Hit Points is an abstraction of many excuses why a character is not dead.
It's "I'm not dead because I blocked/parried/dodged/shoulder roll or You only scratched/bruised/nicked/shook/winded/dizzied me" with a usage limitation.
Sometimes it is a wound, sometimes a scratch, sometimes a harmless parry, sometimes a forced miss with no contact
Depends entirely on the creature hit and what attack it was that hit. On a bulette every hit is a proper wound, on a pixy, only the lone that takes it down. PC's are in the middle, but with large variance.
The halfling rogue mostly aquires fatigue, minor bruises and luck running out, the large in-your-face barbarian starts of with aquiring cuts and goes all the way to arrows and large gashes all over his body.
HP for me is a number that goes up and down. I laugh at my enemies when it goes up and I cry and hide behind the fighter when it goes down.
nothing says that narration between adventurers and monsters needs to be consistent. The ogre could be a big bag of meat while the lithe fighter deftly dodges attacks and eventually wears out leaving an opening for the ogre to smash him to pieces.
Hit Point represent ANYTHING which means that the character should not die and can continue fighting or acting; lack of Hit Point means means that the character should would fall over. It screen time is over!
A character have many hit point if the spectator believe they are important to the story and expect them not to give up easily. If a character is important to the story, it have more Hit Point then an unimportant one.
Blood or not, wound or not is not important to Script Immunity.
I wanted to XP all of these. They capture my sense of what hp are.
Like Raith5 says, they are first and foremost a number that shows who's winning and who's losing. (HeroWars, and pre-revision HeroQuest, used a somewhat, similar very abstract notion for conflict resolution called "action points".)
But when that going-up-and-down has to be translated into an ingame description, Campbell, Gold Roger and Minigiant are spot on: it is entirely contextual. When I ran a behemoth (= 4e dinosaur) with 200-odd hit points, it had gashes, and arrows sticking out of it, and the full works as the PCs fought it (a bit like the Oliphants in the LotR movies). When I ran a high-level mage NPC with a comparable number of hit points, hit point loss represented parrying with her staff, and the wearing down of her magical defences, and the like - no actual physical injury was narrated until she was down to her last handful of hp.
As Ti-bob said, it's about "script immunity" - I gave that NPC wizard had that many hit points because I wanted the confrontation with her to occupy a certain amount of dramatic space in the game.

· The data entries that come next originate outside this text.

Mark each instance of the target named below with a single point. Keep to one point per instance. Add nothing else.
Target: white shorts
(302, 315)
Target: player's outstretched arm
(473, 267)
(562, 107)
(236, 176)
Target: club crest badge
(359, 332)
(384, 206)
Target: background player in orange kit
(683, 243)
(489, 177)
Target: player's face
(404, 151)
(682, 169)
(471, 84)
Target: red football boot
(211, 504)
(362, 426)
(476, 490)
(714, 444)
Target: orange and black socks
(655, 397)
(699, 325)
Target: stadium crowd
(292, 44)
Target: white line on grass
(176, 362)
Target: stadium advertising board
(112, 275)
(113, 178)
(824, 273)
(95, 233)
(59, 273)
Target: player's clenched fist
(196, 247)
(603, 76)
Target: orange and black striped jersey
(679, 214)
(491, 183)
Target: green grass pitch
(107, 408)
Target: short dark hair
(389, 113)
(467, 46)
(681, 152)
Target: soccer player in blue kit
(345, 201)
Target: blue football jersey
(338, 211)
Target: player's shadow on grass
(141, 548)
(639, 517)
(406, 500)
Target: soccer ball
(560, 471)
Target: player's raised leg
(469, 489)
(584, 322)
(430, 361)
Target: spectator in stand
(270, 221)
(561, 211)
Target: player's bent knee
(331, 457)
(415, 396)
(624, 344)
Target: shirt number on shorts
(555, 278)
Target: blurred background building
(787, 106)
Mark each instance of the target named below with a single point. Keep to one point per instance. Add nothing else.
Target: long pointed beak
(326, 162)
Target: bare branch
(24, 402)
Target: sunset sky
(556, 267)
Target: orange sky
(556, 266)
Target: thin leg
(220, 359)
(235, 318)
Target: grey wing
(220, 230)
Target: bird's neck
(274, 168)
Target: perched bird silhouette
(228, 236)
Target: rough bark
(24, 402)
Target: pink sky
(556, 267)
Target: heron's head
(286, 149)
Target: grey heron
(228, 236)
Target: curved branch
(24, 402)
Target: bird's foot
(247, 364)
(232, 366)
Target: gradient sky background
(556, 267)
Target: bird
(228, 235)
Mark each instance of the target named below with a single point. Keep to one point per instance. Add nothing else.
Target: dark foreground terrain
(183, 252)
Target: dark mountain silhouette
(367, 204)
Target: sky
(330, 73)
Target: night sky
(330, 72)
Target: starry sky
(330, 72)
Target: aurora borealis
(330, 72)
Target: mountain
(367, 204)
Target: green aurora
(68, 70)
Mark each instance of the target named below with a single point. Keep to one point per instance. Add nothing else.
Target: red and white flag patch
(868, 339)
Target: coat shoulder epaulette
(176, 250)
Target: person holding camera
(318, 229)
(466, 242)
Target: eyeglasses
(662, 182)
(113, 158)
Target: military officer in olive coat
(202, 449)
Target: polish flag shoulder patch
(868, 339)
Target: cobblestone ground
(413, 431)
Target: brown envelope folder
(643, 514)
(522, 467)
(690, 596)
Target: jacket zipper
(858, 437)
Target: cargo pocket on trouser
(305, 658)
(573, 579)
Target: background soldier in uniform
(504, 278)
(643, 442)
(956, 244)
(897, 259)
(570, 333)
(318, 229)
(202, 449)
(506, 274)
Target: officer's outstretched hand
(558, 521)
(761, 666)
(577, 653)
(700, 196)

I voted for the first option in the poll because (i) it's somewhat closer to what I think is typical, especially for a PC, and (ii) it was the only option for "not all hp loss is physical injury", but I could just as well have voted for Peanutbutter Jelly. It seems that's what most of those with whom I agree voted for.
One issue is that, per Gary's 1e definition, hit points for high level characters don't mean exactly the same thing as hit points for most monsters.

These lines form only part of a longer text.